Jonah and I were involved mostly in the sustainability and agriculture projects. Collaboratively, we planted 225 moringa trees well protected by vetiver-reinforced terraces. Moringa leaves are rich in vitamins and calcium, the seeds rich in protein, and the roots able to fix nitrogen symbiotically. We trained community members in water sanitation methods, including the use of moringa seed powder to kill infectious agents and methods for creating handwashing stations out of recycled materials. We helped expand the community herbal garden and offered massage at the free natural wellness clinic. I facilitated a planning meeting to address the water shortage in the community, where we invited a water engineer to help decide on a course of action and to begin to gather funds to realize the well. I also helped to bring a novel and tenuous peace between some members of Barrier Jeudi and Bigonet, who decided that they could (at least for now) collaborate to offer a health clinic for the families of both communities.

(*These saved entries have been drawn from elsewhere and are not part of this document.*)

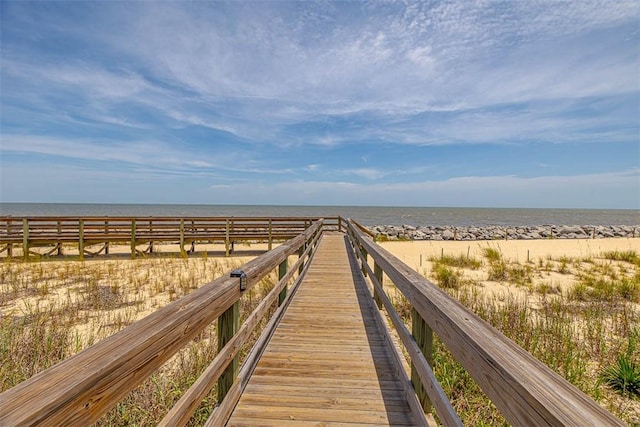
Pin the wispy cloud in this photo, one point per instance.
(307, 90)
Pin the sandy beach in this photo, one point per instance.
(521, 251)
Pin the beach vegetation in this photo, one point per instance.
(629, 256)
(577, 326)
(460, 261)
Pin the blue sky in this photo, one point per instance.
(448, 103)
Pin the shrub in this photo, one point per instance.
(447, 278)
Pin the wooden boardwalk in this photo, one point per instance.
(327, 362)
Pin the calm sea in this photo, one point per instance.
(365, 215)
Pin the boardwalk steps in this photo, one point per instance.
(327, 361)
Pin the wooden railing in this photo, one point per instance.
(31, 232)
(79, 390)
(524, 390)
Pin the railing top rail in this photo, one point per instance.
(81, 388)
(526, 391)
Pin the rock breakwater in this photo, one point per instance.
(409, 232)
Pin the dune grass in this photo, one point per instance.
(51, 310)
(586, 332)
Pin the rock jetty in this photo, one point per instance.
(409, 232)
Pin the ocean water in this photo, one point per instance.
(416, 216)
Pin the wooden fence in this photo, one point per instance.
(526, 391)
(79, 390)
(57, 232)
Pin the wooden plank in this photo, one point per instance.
(326, 363)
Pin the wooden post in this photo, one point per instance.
(424, 338)
(226, 239)
(228, 325)
(133, 238)
(81, 239)
(377, 271)
(25, 239)
(300, 254)
(183, 253)
(106, 233)
(364, 260)
(59, 244)
(282, 270)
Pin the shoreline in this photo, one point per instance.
(496, 232)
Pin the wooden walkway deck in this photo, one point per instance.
(327, 363)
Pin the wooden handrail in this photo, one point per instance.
(82, 388)
(526, 391)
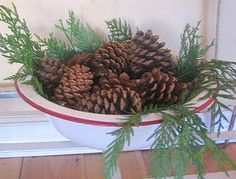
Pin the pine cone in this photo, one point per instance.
(147, 53)
(113, 80)
(157, 87)
(50, 73)
(111, 57)
(82, 59)
(75, 83)
(117, 100)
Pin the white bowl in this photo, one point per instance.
(90, 129)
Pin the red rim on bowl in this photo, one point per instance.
(94, 122)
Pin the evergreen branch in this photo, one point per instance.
(56, 48)
(18, 47)
(119, 31)
(191, 53)
(122, 136)
(81, 37)
(181, 140)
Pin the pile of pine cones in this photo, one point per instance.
(117, 79)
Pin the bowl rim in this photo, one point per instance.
(102, 119)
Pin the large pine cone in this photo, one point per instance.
(50, 73)
(157, 87)
(82, 59)
(117, 100)
(112, 80)
(147, 53)
(75, 83)
(112, 56)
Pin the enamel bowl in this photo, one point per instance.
(90, 129)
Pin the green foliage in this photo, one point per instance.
(223, 74)
(119, 31)
(56, 48)
(182, 138)
(191, 53)
(122, 136)
(18, 47)
(82, 38)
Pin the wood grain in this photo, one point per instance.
(58, 167)
(10, 168)
(94, 166)
(132, 165)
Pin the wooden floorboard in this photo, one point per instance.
(132, 165)
(58, 167)
(10, 168)
(93, 166)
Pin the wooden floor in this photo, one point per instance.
(133, 165)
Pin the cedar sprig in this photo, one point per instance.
(191, 53)
(218, 79)
(81, 37)
(182, 137)
(182, 140)
(122, 136)
(18, 47)
(119, 30)
(56, 48)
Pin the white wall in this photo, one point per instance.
(227, 31)
(166, 18)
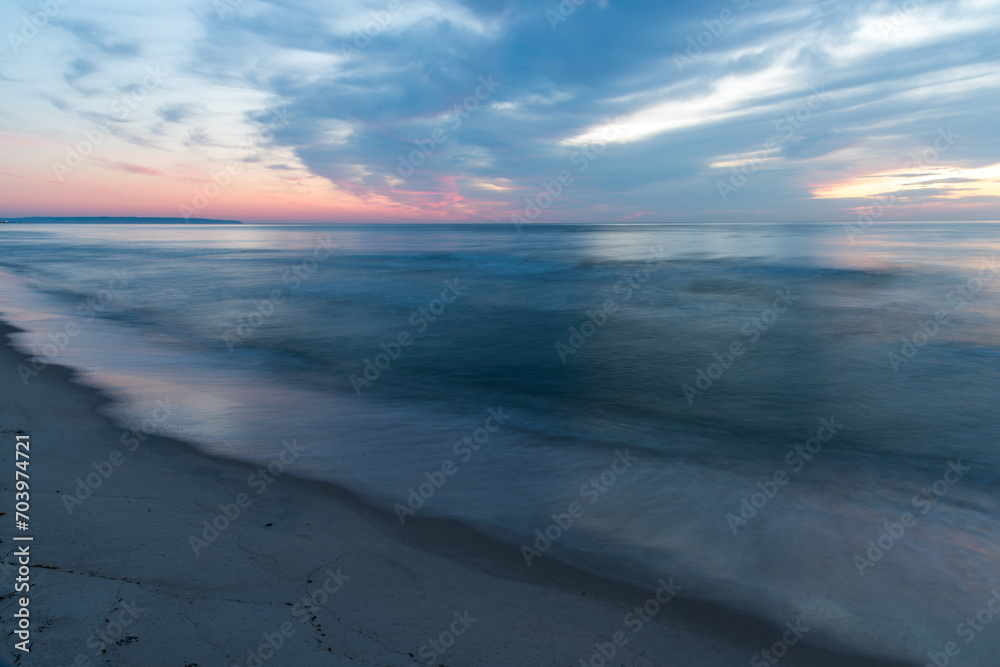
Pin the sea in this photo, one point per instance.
(798, 421)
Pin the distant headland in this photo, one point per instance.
(105, 220)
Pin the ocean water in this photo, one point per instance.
(787, 420)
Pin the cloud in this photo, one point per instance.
(127, 167)
(649, 106)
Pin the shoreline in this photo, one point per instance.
(305, 566)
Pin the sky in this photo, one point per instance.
(489, 110)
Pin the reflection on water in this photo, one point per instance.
(256, 336)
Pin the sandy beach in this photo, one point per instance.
(304, 574)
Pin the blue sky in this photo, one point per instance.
(586, 111)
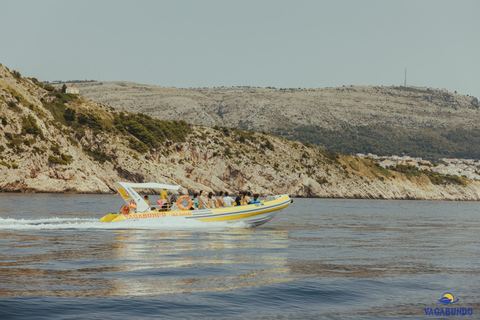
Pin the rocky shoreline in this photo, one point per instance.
(42, 151)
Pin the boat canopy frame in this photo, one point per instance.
(128, 194)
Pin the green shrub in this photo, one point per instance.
(49, 87)
(308, 144)
(53, 159)
(5, 164)
(29, 125)
(137, 145)
(268, 145)
(150, 132)
(16, 74)
(13, 106)
(55, 149)
(322, 180)
(64, 159)
(67, 158)
(98, 155)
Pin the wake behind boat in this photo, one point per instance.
(136, 208)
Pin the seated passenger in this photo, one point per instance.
(255, 199)
(211, 201)
(202, 200)
(220, 202)
(238, 199)
(195, 201)
(173, 201)
(246, 198)
(166, 203)
(227, 200)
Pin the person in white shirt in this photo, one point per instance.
(227, 200)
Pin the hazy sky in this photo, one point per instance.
(201, 43)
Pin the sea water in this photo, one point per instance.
(317, 259)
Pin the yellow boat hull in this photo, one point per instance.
(253, 214)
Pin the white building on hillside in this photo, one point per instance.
(72, 90)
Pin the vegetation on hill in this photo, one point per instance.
(38, 114)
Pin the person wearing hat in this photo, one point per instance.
(164, 196)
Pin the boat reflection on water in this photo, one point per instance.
(169, 262)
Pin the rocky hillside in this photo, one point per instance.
(51, 141)
(382, 120)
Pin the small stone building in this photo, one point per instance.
(72, 90)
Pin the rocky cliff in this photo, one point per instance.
(55, 142)
(385, 120)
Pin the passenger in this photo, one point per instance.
(238, 199)
(220, 202)
(195, 201)
(164, 196)
(211, 200)
(246, 198)
(227, 200)
(255, 199)
(202, 200)
(173, 201)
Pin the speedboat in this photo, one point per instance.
(136, 208)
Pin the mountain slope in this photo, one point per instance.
(384, 120)
(51, 141)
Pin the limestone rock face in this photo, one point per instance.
(265, 109)
(53, 157)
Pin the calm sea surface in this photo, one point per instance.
(317, 259)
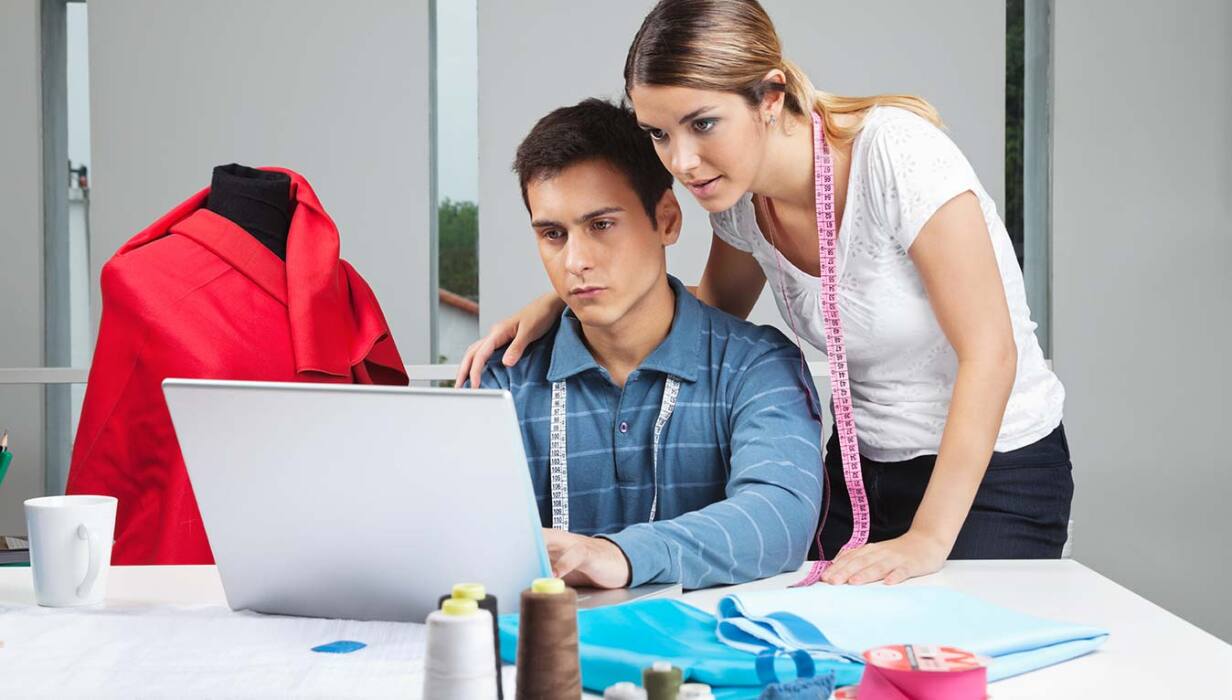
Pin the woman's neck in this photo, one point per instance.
(786, 174)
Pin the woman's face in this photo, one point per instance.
(710, 141)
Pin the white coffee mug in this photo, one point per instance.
(70, 547)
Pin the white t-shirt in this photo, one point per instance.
(901, 365)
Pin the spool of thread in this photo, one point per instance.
(458, 662)
(547, 642)
(624, 690)
(662, 680)
(479, 594)
(922, 672)
(695, 691)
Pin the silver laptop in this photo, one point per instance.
(362, 503)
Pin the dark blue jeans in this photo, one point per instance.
(1021, 510)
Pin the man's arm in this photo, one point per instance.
(774, 489)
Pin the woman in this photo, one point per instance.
(957, 414)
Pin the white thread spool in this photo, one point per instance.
(460, 662)
(624, 690)
(695, 691)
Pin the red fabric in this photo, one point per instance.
(196, 296)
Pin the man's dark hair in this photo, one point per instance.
(594, 128)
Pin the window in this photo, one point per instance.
(1029, 152)
(456, 112)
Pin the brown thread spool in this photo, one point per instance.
(547, 642)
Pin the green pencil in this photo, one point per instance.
(5, 456)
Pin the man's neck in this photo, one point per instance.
(624, 345)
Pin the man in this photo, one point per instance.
(693, 438)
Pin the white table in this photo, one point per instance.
(1150, 652)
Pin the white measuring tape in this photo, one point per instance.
(558, 462)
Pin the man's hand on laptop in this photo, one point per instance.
(587, 561)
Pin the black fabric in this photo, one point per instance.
(1021, 509)
(258, 201)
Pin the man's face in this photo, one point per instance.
(598, 245)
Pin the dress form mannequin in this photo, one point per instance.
(258, 201)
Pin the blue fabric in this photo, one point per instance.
(739, 483)
(839, 621)
(339, 647)
(615, 643)
(801, 689)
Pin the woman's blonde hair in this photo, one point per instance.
(729, 46)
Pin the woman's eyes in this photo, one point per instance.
(700, 126)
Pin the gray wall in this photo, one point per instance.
(1142, 295)
(21, 253)
(334, 90)
(536, 56)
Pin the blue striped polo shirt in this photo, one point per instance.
(739, 461)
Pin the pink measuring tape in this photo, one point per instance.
(827, 234)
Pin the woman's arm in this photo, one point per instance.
(519, 330)
(959, 268)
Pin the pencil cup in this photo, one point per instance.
(70, 547)
(460, 662)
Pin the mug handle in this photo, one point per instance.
(91, 573)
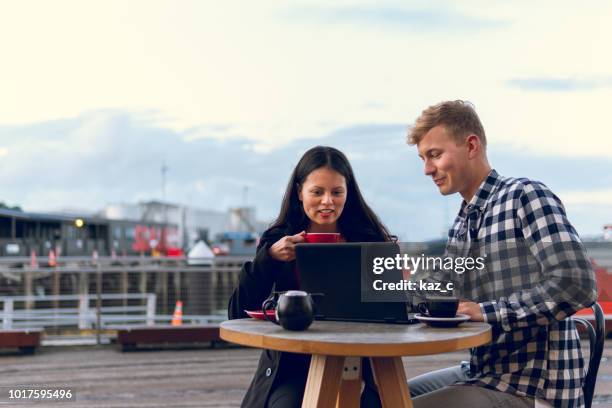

Perhaps most precious, was our participation in a Milocan ceremony, a traditional Haitian rite the welcomes a person into a community of reverence for the ancestors and the lwa (divine forces of nature). We gathered at the sacred mapou tree with roots taller than us, reaching out like octopus arms in the 4 directions. The mambo (mother of power) drew a veve on the earth and adorned it with candles and gifts for the lwa. The night was rich in song, drumming, and dancing, and we processed to the starry hill sides to salute various ancestors that reside there. On the way back to our campsite from the ceremony, we rode in the back of a hauling truck across the muddy and rutted river bed. To enliven this adventure, we sang 90’s pop songs and freestyled verses. Lots of laughter and happy shouts were born.
We are now back in Mexico for our final month of learning and teaching as part of the Fulbright program. These weeks we are getting to know how people are working for food sovereignty and cultural self-determination in the Afro-descendent communities along the coast of Veracruz and Oaxaca. This week, we visited Colectivo AfroTamiahua, initiated by the inspiring Careaga family. With our new friends Lupita, Hector, and Alain, we traveled to some of the more remote pueblos in Tamiahua and learned how they are preserving traditional African fishing technology, as well as protecting turtle nesting habitat, and sustainably cultivating the sandy soils. We were surprised and honored that large crowds gathered to welcome us and listen to what we had to say. With a little improvisation, we decided to share about the work of Soul Fire Farm, especially as it related to empowerment of Afro-descent people, the Black Lives Matter movement, and the international Diasporic exchanges that we facilitate in Haiti. Folks were inspired and want to host a “convivio” like Ayiti Resurrect in their own community. When I asked what their message was for the rest of the African Diasporic family, they said, “We exist. Come and see us and we can learn from each other. We are family.” Ase!
We would be remiss to omit the joy that is Xalapa, our home base for the first couple weeks of this journey. This city is national ground zero for African dance, percussion, and capoeira outside of DF. The leaders of the dance community traveled together to study in Guinea and brought back their passion and skill. They created a cultural ecovillage where they host workshops, including the annual Raices where top teachers from around the world converge on the land for around the clock celebration of culture. They also happen to have an aerial silks rig and a very Soul Fire energy, but surrounded by lush almost impenetrable forests and fresh, cool rivers. Oh, yes! Almost home.